Dr. Christopher Schulz (Consulting LIFE): Hallo Professor Deelmann. Der Titel Ihres aktuellen Buches lautet Die Berater-Republik: Wie Consultants Milliarden an Staat und Unternehmen verdienen*. In wenigen Sätzen zusammengefasst. Was verstehen Sie unter einer Berater-Republik?
Der Titel drückt aus, dass es mehr und mehr Consultants gibt und diese immer tiefer in alle Branchen und Bereiche eindringen – privatwirtschaftlich wie öffentlich. Dabei verdamme ich den Rückgriff auf Berater aber nicht grundsätzlich. Er muss aber professionell erfolgen, ansonsten entgleitet die Kontrolle. Die Branche muss auch Nicht-Experten verständlich gemacht werden. Sie müssen ebenfalls in der Lage sind, die Consultants wieder einhegen zu können.

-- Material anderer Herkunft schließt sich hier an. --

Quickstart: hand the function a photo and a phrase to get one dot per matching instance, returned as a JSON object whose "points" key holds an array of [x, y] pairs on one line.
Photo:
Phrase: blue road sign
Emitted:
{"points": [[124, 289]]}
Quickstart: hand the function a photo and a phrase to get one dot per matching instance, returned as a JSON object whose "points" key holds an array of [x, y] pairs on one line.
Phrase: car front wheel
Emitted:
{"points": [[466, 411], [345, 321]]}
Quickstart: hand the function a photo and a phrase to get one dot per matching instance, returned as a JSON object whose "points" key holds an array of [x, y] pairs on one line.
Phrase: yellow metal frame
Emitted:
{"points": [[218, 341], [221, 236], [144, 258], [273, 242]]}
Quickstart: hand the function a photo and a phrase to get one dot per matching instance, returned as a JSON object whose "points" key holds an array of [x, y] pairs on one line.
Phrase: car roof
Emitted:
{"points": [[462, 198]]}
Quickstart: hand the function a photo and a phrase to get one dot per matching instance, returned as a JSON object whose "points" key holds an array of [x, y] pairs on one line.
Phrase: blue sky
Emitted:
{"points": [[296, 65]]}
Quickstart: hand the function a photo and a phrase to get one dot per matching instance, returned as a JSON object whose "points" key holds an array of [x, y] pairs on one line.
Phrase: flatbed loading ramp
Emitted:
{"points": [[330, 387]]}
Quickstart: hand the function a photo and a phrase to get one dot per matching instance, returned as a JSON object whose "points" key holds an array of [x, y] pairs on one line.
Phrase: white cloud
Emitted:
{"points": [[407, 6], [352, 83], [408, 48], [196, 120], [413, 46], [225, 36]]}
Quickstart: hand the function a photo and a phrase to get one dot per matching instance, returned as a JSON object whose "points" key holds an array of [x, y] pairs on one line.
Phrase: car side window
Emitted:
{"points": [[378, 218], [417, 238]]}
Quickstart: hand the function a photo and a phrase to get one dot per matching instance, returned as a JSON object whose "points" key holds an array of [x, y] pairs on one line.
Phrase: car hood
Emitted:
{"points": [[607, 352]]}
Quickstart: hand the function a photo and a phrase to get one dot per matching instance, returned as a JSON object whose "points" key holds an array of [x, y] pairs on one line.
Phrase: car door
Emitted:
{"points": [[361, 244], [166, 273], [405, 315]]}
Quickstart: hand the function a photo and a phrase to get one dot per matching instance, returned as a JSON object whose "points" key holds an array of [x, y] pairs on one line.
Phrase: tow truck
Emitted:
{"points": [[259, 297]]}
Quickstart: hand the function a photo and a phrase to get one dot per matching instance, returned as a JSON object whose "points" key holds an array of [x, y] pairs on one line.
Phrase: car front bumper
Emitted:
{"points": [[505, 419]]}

An dieser Stelle setzt das Buch an.
Einem großen Teil der Branche ist die Verschwiegenheit und Intransparenz ganz Recht. Das gilt übrigens für Anbieter und Nachfrager gleichermaßen.
Thomas Deelmann
Im Sachbuch sprechen Sie mehrmals über die Verschwiegenheit und Intransparenz der Consulting Industrie. Hat keiner Interesse endlich Licht ins Dunkle zu bringen, wie das beispielsweise Internet-Vergleichsplattformen für andere Branchen getan haben?
Offenbar nicht. Oder zumindest nicht im großen Stil. Consultants selber sind natürlich oft gut im Bilde. Auch einige Kunden haben für sich intern sehr viel Licht ins Consulting-Dunkel gebracht. Und es gibt Wettbewerbe, Awards, Preise et cetera, die vergleichen und hervorheben wollen – aber auch da muss man genau hinsehen, was und wie konkret gemessen, ausgezeichnet und prämiert wird. Einem großen Teil der Branche ist die Verschwiegenheit und Intransparenz ganz Recht. Das gilt übrigens für Anbieter und Nachfrager gleichermaßen.
Im Rückblick: Was war die spannendste Erkenntnisse bei der Recherche für Die Berater-Republik?
Einen Aha-Moment gab es beim Blick auf die Zahlen und beim Zusammenstellen von Vergleichen! Klar, die Zahlen kennt man: 44 Milliarden Euro Umsatz pro Jahr, 170 Tausend Consultants und so weiter. Aber wenn man sich überlegt, dass für den öffentlichen Sektor Tag für Tag so viele Berater im Einsatz sind, wie Husum, Xanten oder Starnberg Einwohner haben, dann wird doch alles nochmal zurechtgerückt und die Berater-Republik wird lebendiger und greifbar.
Für den öffentlichen Sektor sind Tag für Tag so viele Berater im Einsatz, wie Husum, Xanten oder Starnberg Einwohner haben.
Thomas Deelmann
Etwa 10 Prozent der jährlich rund 44 Milliarden Euro Beratungsumsatz entfallen auf den Staat. Wo rangiert Deutschland hier gegenüber europäischen bzw. angelsächsischen Nationen?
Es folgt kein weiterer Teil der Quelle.